Book-bot.com - read famous books online for free

When Wilderness Was King - A Tale of the Illinois Country by Randall Parrish
page 53 of 326 (16%)
I turned about reluctantly, to retrace my steps while the dim light yet
lingered. Some unseen angel of mercy it must have been that bade me
pause, and led me gently down the steep bank to the waters edge, where
the sharp spray lashed my cheeks. If this be not the cause, then I
know not why I went; or why, once being there, I should have turned to
the right, and rounded the edge of the little bay. Yet all of this I
did; and God knows that many a time since I have thanked Him for it
upon my knees.

I saw first the thing bobbing up and down behind a bare wave-washed
rock that lifted a hoary crown close beside the water's edge. A branch
from off some tree, I thought, until I had taken a half-dozen curious
steps nearer, and felt my heart bound as I knew it to be a boat.
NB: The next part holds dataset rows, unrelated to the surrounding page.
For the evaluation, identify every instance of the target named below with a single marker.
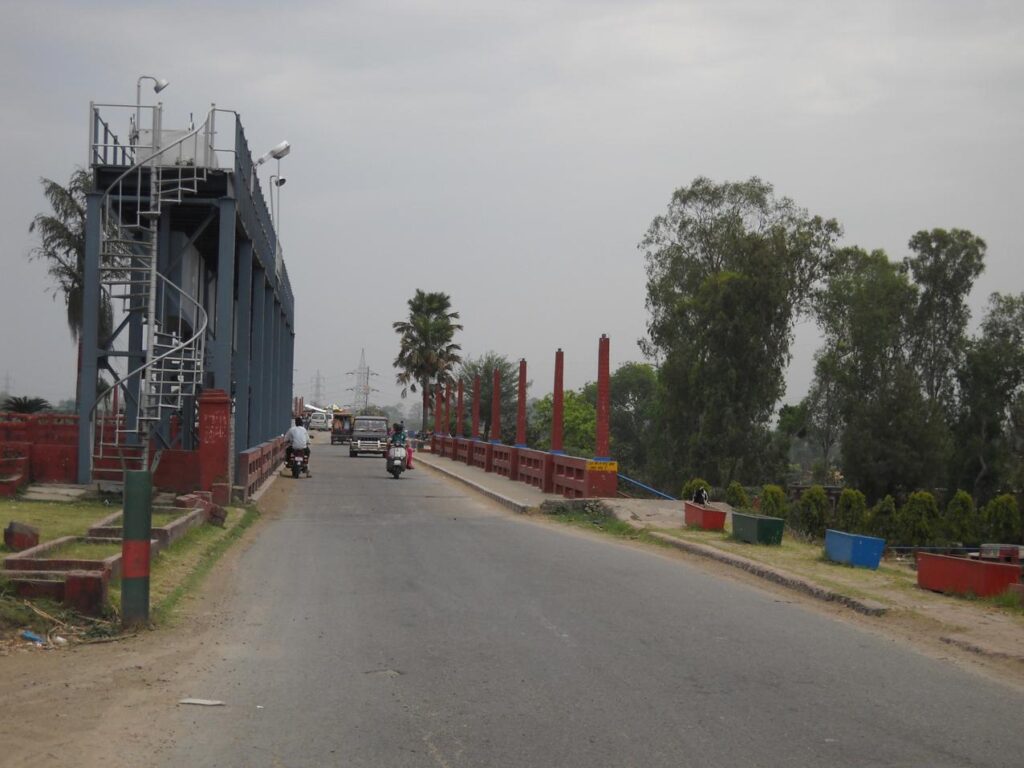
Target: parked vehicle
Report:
(369, 435)
(396, 460)
(298, 463)
(341, 428)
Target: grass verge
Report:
(182, 566)
(54, 519)
(593, 516)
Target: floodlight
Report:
(276, 153)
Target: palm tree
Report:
(61, 243)
(427, 353)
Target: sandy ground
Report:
(966, 632)
(97, 706)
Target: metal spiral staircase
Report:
(129, 413)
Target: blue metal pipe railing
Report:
(648, 488)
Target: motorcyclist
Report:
(397, 437)
(298, 439)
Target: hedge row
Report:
(919, 522)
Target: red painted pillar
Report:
(214, 445)
(448, 408)
(476, 408)
(435, 439)
(520, 422)
(437, 409)
(458, 411)
(496, 408)
(557, 406)
(602, 442)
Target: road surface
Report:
(407, 623)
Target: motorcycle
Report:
(299, 463)
(396, 460)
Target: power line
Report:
(318, 388)
(361, 388)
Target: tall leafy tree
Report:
(991, 388)
(484, 367)
(579, 423)
(891, 442)
(61, 246)
(729, 267)
(635, 423)
(427, 352)
(944, 266)
(824, 416)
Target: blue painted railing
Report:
(646, 487)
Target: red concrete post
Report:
(435, 439)
(602, 441)
(557, 406)
(520, 422)
(458, 411)
(476, 408)
(215, 437)
(437, 409)
(448, 408)
(496, 408)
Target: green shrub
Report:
(735, 496)
(961, 522)
(773, 502)
(1003, 520)
(882, 519)
(918, 520)
(692, 485)
(851, 512)
(809, 515)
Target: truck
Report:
(341, 427)
(369, 435)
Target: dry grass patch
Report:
(84, 551)
(181, 566)
(54, 519)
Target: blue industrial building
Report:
(184, 289)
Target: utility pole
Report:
(318, 388)
(361, 389)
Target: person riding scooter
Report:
(396, 450)
(298, 439)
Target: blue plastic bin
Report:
(859, 551)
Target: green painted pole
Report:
(137, 519)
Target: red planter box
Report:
(958, 576)
(708, 518)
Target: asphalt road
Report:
(408, 623)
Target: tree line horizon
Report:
(902, 398)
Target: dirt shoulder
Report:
(978, 634)
(95, 706)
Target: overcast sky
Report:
(513, 154)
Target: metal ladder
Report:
(128, 412)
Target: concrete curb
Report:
(515, 506)
(867, 607)
(263, 488)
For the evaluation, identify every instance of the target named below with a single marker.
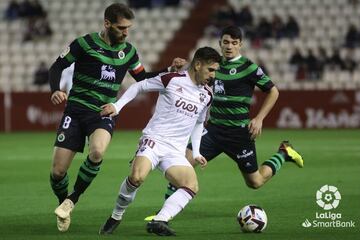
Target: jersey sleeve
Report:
(71, 54)
(137, 70)
(262, 80)
(148, 85)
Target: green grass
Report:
(331, 157)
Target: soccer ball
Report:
(252, 218)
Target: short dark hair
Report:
(207, 54)
(116, 10)
(234, 32)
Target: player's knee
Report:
(137, 179)
(193, 186)
(96, 155)
(254, 184)
(58, 173)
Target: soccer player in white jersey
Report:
(180, 112)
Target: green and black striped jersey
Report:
(99, 69)
(233, 89)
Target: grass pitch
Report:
(331, 157)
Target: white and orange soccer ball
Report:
(252, 218)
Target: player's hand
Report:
(201, 160)
(108, 110)
(177, 64)
(58, 97)
(255, 128)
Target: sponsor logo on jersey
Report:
(202, 97)
(245, 154)
(179, 89)
(61, 137)
(65, 52)
(186, 108)
(219, 87)
(107, 73)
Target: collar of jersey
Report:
(98, 40)
(237, 60)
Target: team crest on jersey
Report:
(61, 137)
(202, 97)
(65, 52)
(121, 54)
(260, 72)
(185, 107)
(107, 73)
(219, 87)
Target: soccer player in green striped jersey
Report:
(229, 129)
(101, 62)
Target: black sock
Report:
(87, 172)
(60, 187)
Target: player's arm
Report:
(196, 138)
(138, 72)
(148, 85)
(255, 125)
(66, 58)
(195, 142)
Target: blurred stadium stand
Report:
(161, 33)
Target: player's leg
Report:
(256, 178)
(141, 167)
(69, 141)
(208, 148)
(184, 178)
(59, 179)
(98, 143)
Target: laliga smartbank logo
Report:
(328, 198)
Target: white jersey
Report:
(180, 105)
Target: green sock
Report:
(59, 187)
(170, 190)
(275, 162)
(87, 172)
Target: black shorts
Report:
(78, 123)
(236, 143)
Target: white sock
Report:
(126, 196)
(174, 204)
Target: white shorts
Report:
(160, 154)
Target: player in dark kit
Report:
(101, 62)
(229, 129)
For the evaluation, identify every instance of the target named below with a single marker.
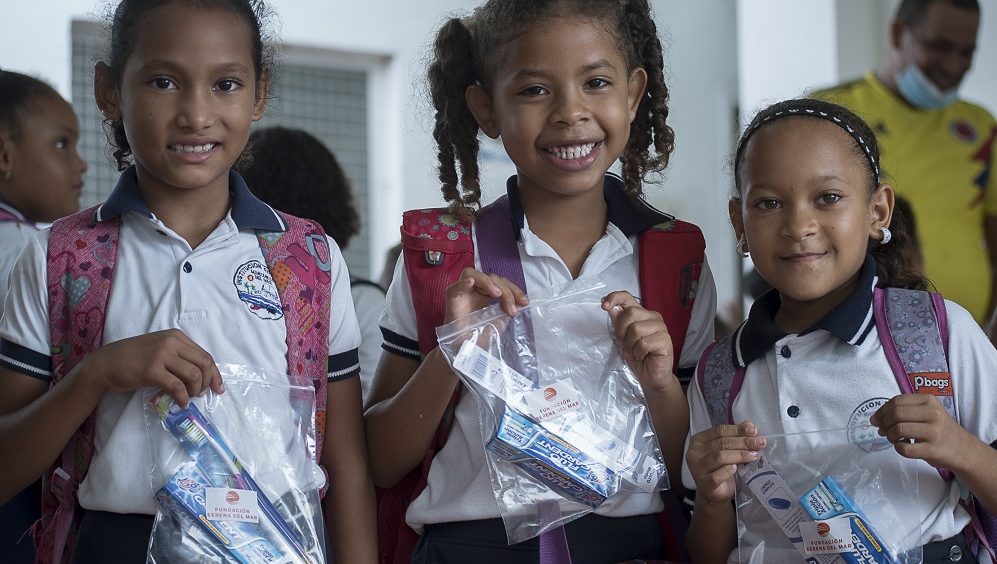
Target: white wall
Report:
(700, 44)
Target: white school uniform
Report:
(13, 236)
(161, 283)
(837, 371)
(368, 299)
(459, 487)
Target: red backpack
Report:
(437, 246)
(81, 259)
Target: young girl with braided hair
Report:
(811, 209)
(570, 86)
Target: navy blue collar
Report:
(248, 211)
(14, 212)
(630, 215)
(851, 321)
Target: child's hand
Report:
(713, 457)
(168, 360)
(919, 427)
(475, 290)
(643, 339)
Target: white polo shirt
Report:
(368, 299)
(837, 371)
(13, 236)
(161, 283)
(459, 487)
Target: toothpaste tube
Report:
(183, 497)
(217, 466)
(827, 500)
(552, 461)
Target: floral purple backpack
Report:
(913, 328)
(81, 260)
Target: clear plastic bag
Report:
(824, 494)
(563, 418)
(235, 474)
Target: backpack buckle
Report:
(434, 258)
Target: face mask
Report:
(920, 92)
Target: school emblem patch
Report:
(257, 290)
(859, 433)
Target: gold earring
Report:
(742, 246)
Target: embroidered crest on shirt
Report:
(257, 290)
(860, 433)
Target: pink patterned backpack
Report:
(81, 261)
(913, 328)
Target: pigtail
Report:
(895, 261)
(455, 131)
(650, 125)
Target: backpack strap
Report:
(80, 270)
(437, 246)
(300, 262)
(670, 264)
(913, 328)
(720, 380)
(914, 336)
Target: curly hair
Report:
(894, 261)
(468, 51)
(124, 34)
(294, 172)
(17, 94)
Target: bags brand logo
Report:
(933, 383)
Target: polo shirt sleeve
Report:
(699, 420)
(398, 323)
(344, 331)
(972, 364)
(700, 333)
(24, 326)
(14, 235)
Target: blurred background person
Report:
(41, 178)
(938, 148)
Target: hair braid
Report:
(650, 124)
(456, 131)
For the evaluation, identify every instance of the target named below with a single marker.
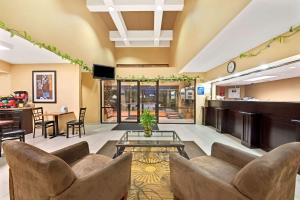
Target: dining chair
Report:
(77, 123)
(11, 131)
(40, 122)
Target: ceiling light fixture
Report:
(111, 9)
(259, 78)
(5, 46)
(236, 74)
(159, 8)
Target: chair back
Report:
(34, 173)
(14, 115)
(272, 176)
(82, 114)
(38, 115)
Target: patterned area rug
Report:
(150, 172)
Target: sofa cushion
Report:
(216, 167)
(89, 164)
(271, 176)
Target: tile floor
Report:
(98, 135)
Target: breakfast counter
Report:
(26, 113)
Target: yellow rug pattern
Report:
(150, 174)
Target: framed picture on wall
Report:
(44, 86)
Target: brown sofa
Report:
(70, 173)
(231, 174)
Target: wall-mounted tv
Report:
(103, 72)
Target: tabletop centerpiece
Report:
(148, 121)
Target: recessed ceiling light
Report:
(111, 9)
(236, 74)
(264, 66)
(259, 78)
(159, 8)
(219, 79)
(5, 46)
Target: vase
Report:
(147, 132)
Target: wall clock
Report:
(231, 67)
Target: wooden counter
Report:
(26, 123)
(259, 124)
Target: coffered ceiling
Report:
(138, 23)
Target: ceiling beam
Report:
(142, 44)
(158, 16)
(134, 5)
(166, 35)
(118, 20)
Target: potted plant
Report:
(147, 121)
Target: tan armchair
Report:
(70, 173)
(231, 174)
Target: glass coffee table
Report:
(158, 139)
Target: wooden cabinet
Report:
(265, 125)
(251, 129)
(220, 119)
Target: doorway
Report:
(123, 101)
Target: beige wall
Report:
(90, 89)
(200, 21)
(4, 67)
(276, 52)
(66, 24)
(67, 83)
(281, 90)
(142, 55)
(5, 79)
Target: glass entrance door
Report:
(129, 101)
(148, 97)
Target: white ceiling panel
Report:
(260, 21)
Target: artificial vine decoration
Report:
(53, 49)
(160, 78)
(279, 39)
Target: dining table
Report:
(60, 119)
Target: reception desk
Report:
(26, 122)
(260, 124)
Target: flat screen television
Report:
(103, 72)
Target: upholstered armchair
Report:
(70, 173)
(231, 174)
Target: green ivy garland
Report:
(53, 49)
(279, 39)
(185, 78)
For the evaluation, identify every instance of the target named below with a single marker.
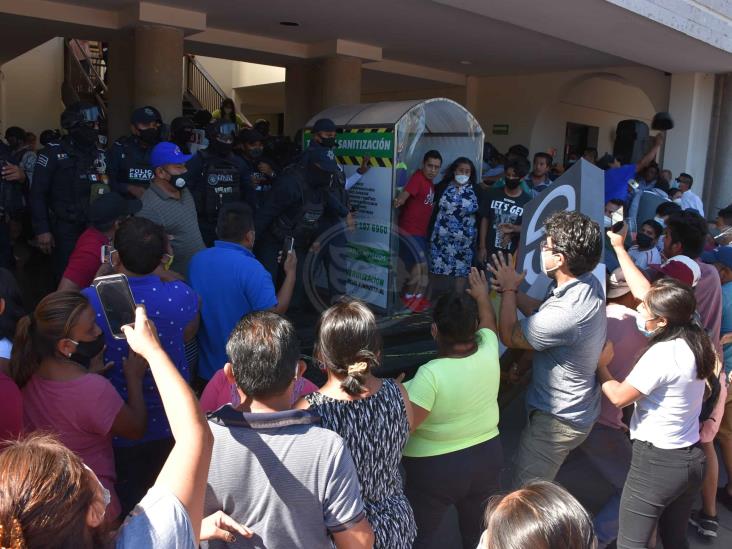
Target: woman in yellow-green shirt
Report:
(454, 456)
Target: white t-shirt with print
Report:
(668, 415)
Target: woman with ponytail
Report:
(667, 385)
(372, 415)
(55, 350)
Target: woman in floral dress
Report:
(452, 243)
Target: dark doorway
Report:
(577, 138)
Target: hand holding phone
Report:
(117, 302)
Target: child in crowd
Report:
(644, 252)
(372, 415)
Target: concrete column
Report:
(158, 72)
(690, 105)
(718, 187)
(120, 80)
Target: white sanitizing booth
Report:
(394, 135)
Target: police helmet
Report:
(78, 114)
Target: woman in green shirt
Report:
(454, 455)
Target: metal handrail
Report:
(201, 86)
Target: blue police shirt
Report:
(171, 306)
(232, 284)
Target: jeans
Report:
(609, 451)
(465, 478)
(137, 468)
(660, 488)
(545, 443)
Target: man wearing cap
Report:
(260, 171)
(296, 210)
(130, 171)
(67, 177)
(170, 204)
(105, 215)
(217, 177)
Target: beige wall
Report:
(30, 88)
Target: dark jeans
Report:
(137, 468)
(661, 487)
(465, 479)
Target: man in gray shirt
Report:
(168, 203)
(275, 470)
(567, 334)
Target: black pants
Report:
(661, 487)
(465, 479)
(137, 468)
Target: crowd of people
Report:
(205, 425)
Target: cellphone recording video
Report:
(117, 302)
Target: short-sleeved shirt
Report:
(86, 258)
(414, 218)
(499, 208)
(628, 344)
(159, 520)
(11, 410)
(171, 306)
(727, 323)
(461, 396)
(232, 284)
(568, 333)
(285, 477)
(668, 415)
(81, 411)
(179, 219)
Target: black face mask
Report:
(87, 350)
(512, 183)
(643, 240)
(85, 136)
(150, 136)
(319, 178)
(256, 152)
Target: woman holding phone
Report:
(55, 352)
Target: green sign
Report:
(376, 142)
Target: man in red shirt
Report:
(416, 200)
(105, 215)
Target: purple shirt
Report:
(171, 306)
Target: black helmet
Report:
(221, 131)
(78, 114)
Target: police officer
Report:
(250, 148)
(130, 171)
(67, 176)
(296, 210)
(216, 176)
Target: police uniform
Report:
(129, 164)
(214, 181)
(66, 179)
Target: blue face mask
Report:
(640, 323)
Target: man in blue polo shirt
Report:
(232, 284)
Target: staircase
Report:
(85, 75)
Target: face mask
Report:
(86, 136)
(544, 269)
(150, 136)
(512, 183)
(86, 350)
(644, 241)
(640, 323)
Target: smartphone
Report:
(288, 246)
(117, 302)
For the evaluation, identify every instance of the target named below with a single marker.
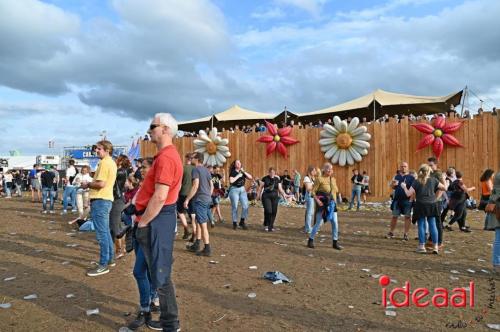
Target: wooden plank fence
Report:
(391, 143)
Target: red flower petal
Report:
(265, 139)
(437, 147)
(287, 140)
(281, 149)
(284, 131)
(450, 140)
(271, 128)
(270, 148)
(452, 127)
(439, 122)
(424, 128)
(425, 141)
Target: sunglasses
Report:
(153, 126)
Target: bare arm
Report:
(155, 204)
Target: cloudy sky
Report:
(70, 69)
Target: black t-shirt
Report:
(240, 182)
(287, 182)
(358, 178)
(47, 178)
(216, 180)
(271, 184)
(426, 193)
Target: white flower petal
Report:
(361, 144)
(329, 154)
(353, 124)
(358, 131)
(342, 157)
(349, 158)
(364, 136)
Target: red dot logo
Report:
(384, 280)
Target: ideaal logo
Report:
(423, 297)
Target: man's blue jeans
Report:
(309, 212)
(147, 291)
(356, 193)
(69, 192)
(99, 213)
(48, 192)
(319, 219)
(236, 195)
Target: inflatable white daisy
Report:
(213, 147)
(344, 143)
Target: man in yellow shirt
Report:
(101, 200)
(324, 193)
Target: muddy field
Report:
(331, 290)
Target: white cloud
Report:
(270, 13)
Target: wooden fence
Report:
(391, 143)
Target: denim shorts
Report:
(202, 210)
(403, 208)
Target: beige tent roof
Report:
(238, 113)
(384, 98)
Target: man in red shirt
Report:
(156, 201)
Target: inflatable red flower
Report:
(278, 139)
(438, 135)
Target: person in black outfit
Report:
(269, 191)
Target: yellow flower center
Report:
(211, 148)
(344, 140)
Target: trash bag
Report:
(88, 226)
(275, 276)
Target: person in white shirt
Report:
(82, 195)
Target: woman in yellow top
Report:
(325, 192)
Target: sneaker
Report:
(98, 271)
(140, 320)
(154, 325)
(421, 250)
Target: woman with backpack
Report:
(459, 192)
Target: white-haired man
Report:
(156, 205)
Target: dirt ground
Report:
(330, 289)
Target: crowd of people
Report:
(136, 209)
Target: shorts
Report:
(35, 184)
(201, 210)
(180, 205)
(403, 208)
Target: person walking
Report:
(269, 190)
(401, 204)
(325, 194)
(35, 184)
(156, 203)
(48, 178)
(201, 194)
(493, 221)
(309, 200)
(237, 193)
(357, 186)
(426, 209)
(101, 200)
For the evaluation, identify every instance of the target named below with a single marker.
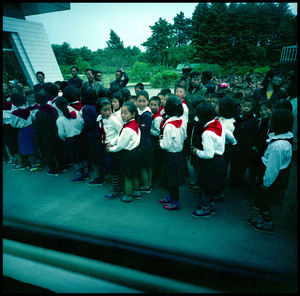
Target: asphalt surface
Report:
(56, 201)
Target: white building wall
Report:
(33, 49)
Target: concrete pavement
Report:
(56, 201)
My
first thought, of course, was of hostile Indians; and I swept the
sand-hills anxiously for any other sign of human presence. The world
about me was soundless except for the ceaseless roaring of the waves,
and there was not even a leaf within my sight to flutter. I crept
forward cautiously, seeing no footprints on the smooth sand, until my
searching eyes rested upon a white hand, dangling, as if lifeless, over
the boat's gunwale. Forgetting everything else in the excitement of
this discovery, I sprang hastily forward and peered within the boat.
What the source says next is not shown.